Of course, these so-called reporters wouldn’t recognize fake science if you buried them up to their necks in it. They would die for lies, if the lies came from the CDC or the World Health Organization. Some of these “journalists” live in mommy’s basement, which they consider outposts of public health and medical truth. (I omit their names for the moment—they can earn their own publicity.)
Their basic point is: mere (unwarranted) suspicion of an outbreak is sufficient to justify any action medical cops want to take. Don’t travel here. Don’t get pregnant. Don’t breastfeed. Consider an abortion. Spray yourself with a toxic chemical. Take this vaccine. Spend your vacation in a hotel room. Be afraid. Comply with any new orders coming down the pipeline. If you live in Brazil, feel free to walks the streets as agents of the State and fumigate the area with (more) toxic chemicals. Spray the inside of your house with (more) toxic chemicals 200,000 Brazilian troops are handing-out door-to-door. Whatever. The people in charge of the science and the research know what they’re doing.
Of course they do. That’s why the original 4,180 cases of microcephaly in Brazil are now 404, and that’s why the Zika virus as the cause is so far from established that it’s actually evidence that Zika doesn’t cause anything.
I’ve been working as a reporter for 30 years, and I know the robot type. Aside from their droning voices and the externally triggered controls located at the backs of their necks, they exhibit a stunning passivity when confronted with actual facts which explode propaganda ops. They just stand there staring at nothing, as if nothing has happened. They’re programmed to enter a blank moment. Then they come back and pursue their original scuzzbucket path. They pick up from where they left off. It’s remarkable.

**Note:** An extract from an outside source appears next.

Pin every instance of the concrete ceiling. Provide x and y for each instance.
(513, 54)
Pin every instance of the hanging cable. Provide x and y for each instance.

Now, that is an epidemic. Many of these machine creatures roam the landscape. I would say they’re psychopathic, but they don’t rise to that level. Their mean streak is thin, reedy, remote. It’s difficult to believe they were born to human mothers. Rather, they just popped up in the sixth grade and started faintly smirking. But they’re humanitarians. Of course they are. Meaning they want to reduce all people to “units of concern” on the chessboard.
When you step in, reach around, and turn off those controls at the backs of their necks, they begin to fade. They dissolve and disappear. Somewhere, in a secret records office, they’re listed as missing agents of the consensus.
John Smith is gone. Another John Smith shows up the next day.
A virologist at the World Health Organization says a new germ called Doofacoccus is infecting 30 people in Kalamazoo and it’s the new epidemic and the new Smith rolls up and punches out a story for his press outlet.
It’s seamless. Until you take it apart and see that it’s made by robots for robots.